Шрифт:
Патин не стал выяснять, кто такая Дунька и кто этот крикливый человек, — бочком, бочком в ворота, по гравийному спуску к реке, под защиту вытянувшихся по речному урезу ивняков, а там и к себе. Будто подгонял кто — спешил. Видно, чуяла нетерпеливая душа — на выходе из дровяника капитан Гордий.
И в мастеровой одёжке — всё равно капитан. Как его не сцапают на улице за неизгладимую выправку!
— Ну что?..
— До потолков мешками завалено. Пожалуй, ночью, чтоб не так заметно, будут загружать состав...
— Знаю, я тоже оттуда... случайно на склады нарвался!
— Да, но в воротах пулемёты!
— Охрана не очень большая, только на двух торцевых воротах. Но правду ты говоришь: с пулемётами.
— Да-а... Значит, выпустим из Рыбинска с поклонами?
По лицу капитана, ожесточившемуся и напряжённому, было видно, что он скорее на рельсы ляжет, а вагоны на главный путь не пустит.
— Велика ли ветка? Я не успел узнать... что-то стали ко мне приглядываться...
Патин понимающе кивнул: больше щёлкай каблуками да выше голову дери, капитан!
— Метров четыреста, я всю её вместе с путевыми обходчиками пробузовал.
— Стрелка есть?
— Одна. На выходе к главному пути. Там тоже парные часовые.
— Что ж они, ожидают чего?..
— Да нет, дело обычное: все стрелки под охраной.
— Значит, четыреста метриков — и пшёл крестьянский хлебушек на Питер?!
Патин разделял бессильный гнев Гордия. Но он, пожалуй, лучше его понимал: дело ясное... что дело по ночному времени тёмное!
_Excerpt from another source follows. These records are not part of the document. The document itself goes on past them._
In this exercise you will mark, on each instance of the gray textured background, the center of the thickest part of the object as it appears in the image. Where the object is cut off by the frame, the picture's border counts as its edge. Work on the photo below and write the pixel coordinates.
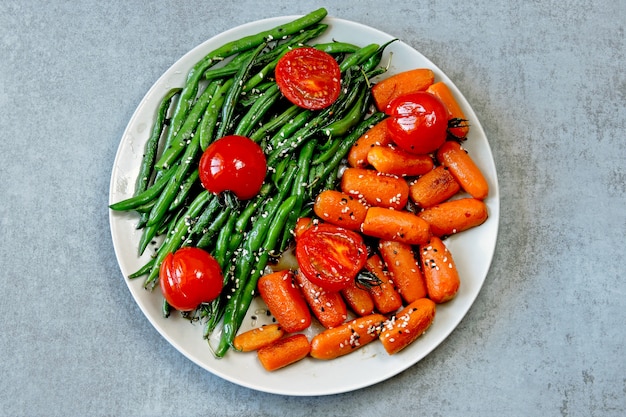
(546, 335)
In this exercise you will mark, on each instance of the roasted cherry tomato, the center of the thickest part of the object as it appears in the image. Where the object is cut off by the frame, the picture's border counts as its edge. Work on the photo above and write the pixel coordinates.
(330, 256)
(309, 78)
(233, 163)
(188, 277)
(418, 122)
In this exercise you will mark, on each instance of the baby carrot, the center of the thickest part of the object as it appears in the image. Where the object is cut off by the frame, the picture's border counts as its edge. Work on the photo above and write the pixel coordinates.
(455, 216)
(386, 298)
(396, 225)
(411, 81)
(348, 337)
(375, 188)
(403, 269)
(406, 326)
(460, 126)
(328, 307)
(395, 161)
(340, 209)
(284, 352)
(258, 337)
(440, 273)
(463, 168)
(433, 187)
(285, 301)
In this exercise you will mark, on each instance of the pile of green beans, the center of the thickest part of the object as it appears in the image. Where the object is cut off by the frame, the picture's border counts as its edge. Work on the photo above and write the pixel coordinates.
(231, 91)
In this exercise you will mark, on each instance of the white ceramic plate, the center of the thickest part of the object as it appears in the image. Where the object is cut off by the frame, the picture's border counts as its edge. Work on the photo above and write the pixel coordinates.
(472, 250)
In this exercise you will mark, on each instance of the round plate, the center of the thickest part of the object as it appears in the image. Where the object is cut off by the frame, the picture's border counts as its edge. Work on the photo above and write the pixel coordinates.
(472, 250)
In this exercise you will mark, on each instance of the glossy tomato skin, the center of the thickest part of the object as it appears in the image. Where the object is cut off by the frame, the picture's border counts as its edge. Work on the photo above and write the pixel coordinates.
(233, 163)
(418, 122)
(330, 256)
(188, 277)
(309, 78)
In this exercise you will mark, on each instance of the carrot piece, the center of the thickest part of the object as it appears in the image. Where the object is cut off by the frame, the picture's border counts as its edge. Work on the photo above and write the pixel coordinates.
(396, 225)
(455, 216)
(407, 325)
(285, 301)
(375, 188)
(386, 298)
(395, 161)
(411, 81)
(433, 187)
(284, 352)
(455, 113)
(377, 135)
(358, 299)
(328, 307)
(440, 273)
(340, 209)
(463, 168)
(344, 339)
(403, 269)
(258, 337)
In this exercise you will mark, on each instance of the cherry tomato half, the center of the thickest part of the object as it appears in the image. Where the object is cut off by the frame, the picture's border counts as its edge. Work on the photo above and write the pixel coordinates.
(233, 163)
(309, 78)
(188, 277)
(418, 122)
(330, 256)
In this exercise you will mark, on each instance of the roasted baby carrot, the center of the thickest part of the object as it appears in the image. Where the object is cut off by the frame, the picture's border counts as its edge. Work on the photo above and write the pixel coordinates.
(375, 188)
(464, 169)
(458, 125)
(328, 307)
(455, 216)
(433, 187)
(403, 269)
(406, 326)
(386, 298)
(395, 161)
(285, 300)
(440, 273)
(347, 338)
(284, 352)
(377, 135)
(396, 225)
(411, 81)
(340, 209)
(258, 337)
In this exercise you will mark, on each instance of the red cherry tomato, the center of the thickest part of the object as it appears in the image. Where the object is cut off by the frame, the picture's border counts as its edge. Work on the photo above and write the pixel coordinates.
(418, 122)
(309, 78)
(188, 277)
(330, 256)
(233, 163)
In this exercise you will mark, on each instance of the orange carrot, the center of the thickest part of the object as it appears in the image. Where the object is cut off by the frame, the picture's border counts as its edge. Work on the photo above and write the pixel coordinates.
(328, 307)
(347, 338)
(284, 352)
(433, 187)
(396, 225)
(386, 298)
(403, 269)
(374, 188)
(285, 301)
(377, 135)
(411, 81)
(407, 325)
(395, 161)
(455, 216)
(340, 209)
(258, 337)
(440, 273)
(455, 113)
(463, 168)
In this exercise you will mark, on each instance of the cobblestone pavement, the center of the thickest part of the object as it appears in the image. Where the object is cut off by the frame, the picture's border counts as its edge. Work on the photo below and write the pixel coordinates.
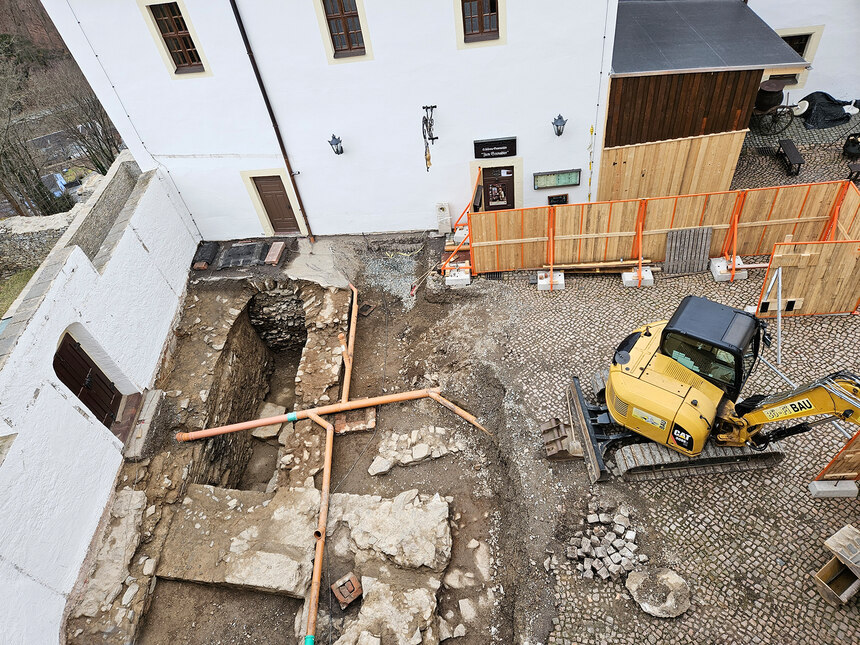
(747, 543)
(798, 133)
(760, 164)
Потому и сказал:
— Мне выспаться надо. Но ты без меня не начинай. Уж больно ты приметный, капитан!
Гордий смерил его прямо-таки зверским взглядом, но смолчал, отворачивая от дровяника к лодкам: он обосновался на той стороне, в Заволжье.
Что-то они между собой делили, но разбираться некогда: Патин с ног валился. В поисках чего-то несуществующего, в скитаниях по ночному Рыбинску и его окрестностям он две ночи подряд не спал — свалился как шальной очередью подкошенный.
Но спал ли? И сколько?..
Растолкал его незабвенный доктор:
— Ну, батенька! Вас пушками не разбудишь. Слышите?..
— Никакие это не пушки, — и со сна понял Патин. — Пулемёты.
— Да? — в восторженном упоении потёр руки Кир Кириллович. — У меня тут один красный командир лежал... пардон, без штанцев... так, верите ли, так и сорвался с лежака. Из окна зарево видно...
— Особенно из моего! — ошалелыми глазами покрутил Патин по глухим, безмолвным стенам, выбегая в потайную дверь.
— Патрули везде на улицах, извольте знать! — прокричал вслед неугомонный доктор.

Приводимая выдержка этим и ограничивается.